By Jane Byrne contact

- Last updated on GMT

© GettyImages/Andrii Yalanskyi
© GettyImages/Andrii Yalanskyi

Related tags: Corn, Ukraine, tariff, import duty

Feed industry representative group, the Agricultural Industries Confederation (AIC), has hailed the UK government’s announcement that from June 1, 2022, it will remove the 25% import tariff on corn imported to the UK from the US.

The 25% duty on US corn [maize] imports was part of a group of import levies applied on US goods in retaliation for ‘Section 232’ tariffs imposed by the US on UK exports of steel and aluminium in 2018 under US president, Donald Trump.

Since the tariff was applied, no corn has been imported to the UK from the US. The EU removed the levy on January 1, but the UK chose to retain it.

Ed Barker, head of policy at the AIC, commented: “Since the start of the war in Ukraine, AIC has been clear that the UK government must be prepared to take quick action to facilitate the continued supply of inputs to UK agriculture, such as animal feed.

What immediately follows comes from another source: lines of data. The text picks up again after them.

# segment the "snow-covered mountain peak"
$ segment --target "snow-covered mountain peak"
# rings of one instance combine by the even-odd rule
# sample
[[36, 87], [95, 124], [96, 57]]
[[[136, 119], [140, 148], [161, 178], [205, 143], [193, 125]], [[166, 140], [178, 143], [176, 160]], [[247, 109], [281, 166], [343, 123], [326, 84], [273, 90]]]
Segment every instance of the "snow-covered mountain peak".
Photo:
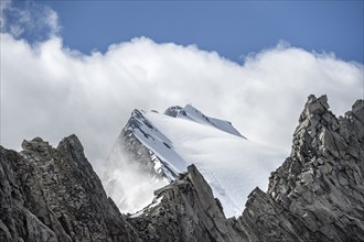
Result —
[[165, 110], [164, 114], [173, 118], [191, 120], [205, 125], [211, 125], [221, 131], [245, 139], [245, 136], [243, 136], [229, 121], [207, 117], [192, 105], [186, 105], [184, 108], [181, 108], [180, 106], [170, 107]]
[[[131, 158], [122, 162], [125, 155], [119, 155], [120, 152], [131, 154], [128, 155]], [[221, 200], [225, 215], [232, 217], [242, 212], [248, 194], [256, 186], [267, 188], [270, 172], [286, 155], [245, 139], [231, 122], [207, 117], [191, 105], [184, 108], [174, 106], [164, 113], [133, 110], [110, 154], [114, 165], [107, 167], [109, 172], [104, 180], [110, 180], [110, 177], [113, 180], [120, 179], [120, 183], [108, 182], [105, 186], [107, 190], [113, 190], [109, 196], [117, 197], [115, 200], [120, 200], [120, 205], [129, 205], [131, 201], [125, 199], [130, 200], [131, 193], [129, 197], [122, 196], [121, 189], [115, 187], [124, 179], [122, 168], [126, 165], [115, 163], [120, 157], [120, 163], [136, 163], [142, 167], [140, 173], [151, 177], [151, 180], [163, 179], [164, 183], [174, 180], [190, 164], [195, 164], [214, 196]], [[136, 184], [124, 187], [126, 189], [141, 188]], [[149, 202], [152, 200], [152, 189], [143, 189], [142, 194], [149, 194]], [[141, 204], [140, 209], [144, 205]], [[133, 209], [128, 210], [124, 206], [122, 211], [136, 212], [137, 208], [133, 202]]]

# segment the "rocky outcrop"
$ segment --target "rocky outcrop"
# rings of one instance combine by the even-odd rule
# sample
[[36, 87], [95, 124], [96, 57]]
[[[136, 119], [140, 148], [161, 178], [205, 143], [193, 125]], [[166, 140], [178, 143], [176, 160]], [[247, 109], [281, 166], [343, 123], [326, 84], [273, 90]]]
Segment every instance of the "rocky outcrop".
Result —
[[290, 157], [235, 227], [249, 241], [364, 241], [363, 100], [338, 119], [310, 96], [299, 121]]
[[138, 241], [75, 135], [0, 146], [0, 241]]
[[242, 241], [194, 165], [128, 219], [144, 241]]
[[325, 96], [310, 96], [291, 155], [238, 218], [225, 218], [194, 165], [122, 216], [75, 135], [56, 148], [40, 138], [22, 147], [0, 146], [0, 241], [364, 241], [363, 100], [336, 118]]
[[310, 96], [291, 155], [225, 219], [194, 166], [128, 218], [144, 241], [364, 241], [364, 102], [339, 119]]

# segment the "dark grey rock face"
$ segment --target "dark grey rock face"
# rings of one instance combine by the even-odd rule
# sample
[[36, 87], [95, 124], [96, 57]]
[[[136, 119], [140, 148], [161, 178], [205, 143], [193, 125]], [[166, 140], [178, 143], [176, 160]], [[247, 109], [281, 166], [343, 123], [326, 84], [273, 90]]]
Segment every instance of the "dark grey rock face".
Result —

This includes addressing barriers to trade with the EU or the rest of the world.

“We had been pressing the government to review the 25% import tariff on US corn since the end of 2021. The decision to lift it will help to mitigate the now limited corn exports coming from Ukraine and Russia and will improve the ability of the agri-supply chain to maintain a continued supply of animal feed to UK farmers.”

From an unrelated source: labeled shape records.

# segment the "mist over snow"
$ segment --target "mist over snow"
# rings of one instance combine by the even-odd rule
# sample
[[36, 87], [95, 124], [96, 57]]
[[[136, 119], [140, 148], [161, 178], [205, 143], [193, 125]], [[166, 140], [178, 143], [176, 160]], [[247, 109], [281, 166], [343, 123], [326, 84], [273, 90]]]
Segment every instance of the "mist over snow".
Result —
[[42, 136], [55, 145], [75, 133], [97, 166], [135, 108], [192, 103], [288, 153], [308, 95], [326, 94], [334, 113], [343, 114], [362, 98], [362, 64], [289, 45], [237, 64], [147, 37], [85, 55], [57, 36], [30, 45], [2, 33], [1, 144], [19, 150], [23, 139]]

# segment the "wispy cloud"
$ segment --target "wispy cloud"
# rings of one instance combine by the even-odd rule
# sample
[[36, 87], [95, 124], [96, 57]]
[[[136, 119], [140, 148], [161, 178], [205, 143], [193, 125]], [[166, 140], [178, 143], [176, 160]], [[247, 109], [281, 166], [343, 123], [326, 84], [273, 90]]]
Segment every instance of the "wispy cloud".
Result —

The organization noted that 27% of the UK’s corn imports ​come from Ukraine.

“There will continue to be challenges arising from the war in Ukraine that will have negative impacts on the wider agri-supply chain. The UK government must work closely with the agri-supply industry to find appropriate resolutions. No policy or legislative responses should be considered off the table,”​ added Barker.

EU contingency measures

The Black Sea region represents an important supply of grains and oilseed products for the world market. For Europe, corn represents the main imported product from Ukraine with a yearly average of 11 million tons.

EU countries are increasingly looking to the Americas for alternative supplies. Spain, a major buyer of feed corn from Ukraine, announced ​on March 14 that it would approve emergency purchases of feed corn from Argentina, the world’s second-largest corn exporter behind the US.

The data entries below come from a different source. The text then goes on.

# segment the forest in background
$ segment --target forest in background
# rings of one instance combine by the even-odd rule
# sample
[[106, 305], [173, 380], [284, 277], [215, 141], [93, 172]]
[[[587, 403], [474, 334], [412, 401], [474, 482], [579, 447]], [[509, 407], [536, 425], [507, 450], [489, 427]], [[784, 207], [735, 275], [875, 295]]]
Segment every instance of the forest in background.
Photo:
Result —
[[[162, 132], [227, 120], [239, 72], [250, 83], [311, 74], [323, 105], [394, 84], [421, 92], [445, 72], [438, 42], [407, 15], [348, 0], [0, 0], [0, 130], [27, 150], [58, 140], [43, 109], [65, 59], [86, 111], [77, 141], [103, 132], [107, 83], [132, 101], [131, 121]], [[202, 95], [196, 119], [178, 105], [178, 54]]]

Spain had been pushing the EU Commission to loosen the rules on pesticides in agricultural imports to be able to buy corn from Argentina to cover the shortfall from the Black Sea, and on Friday last, March 11, EU officials authorized member states to lift some technical restrictions linked to existing maximum pesticide residue limit for feed with "full guarantee and safety of the agri-food trade,"​ said Luis Planas, agriculture minister of Spain.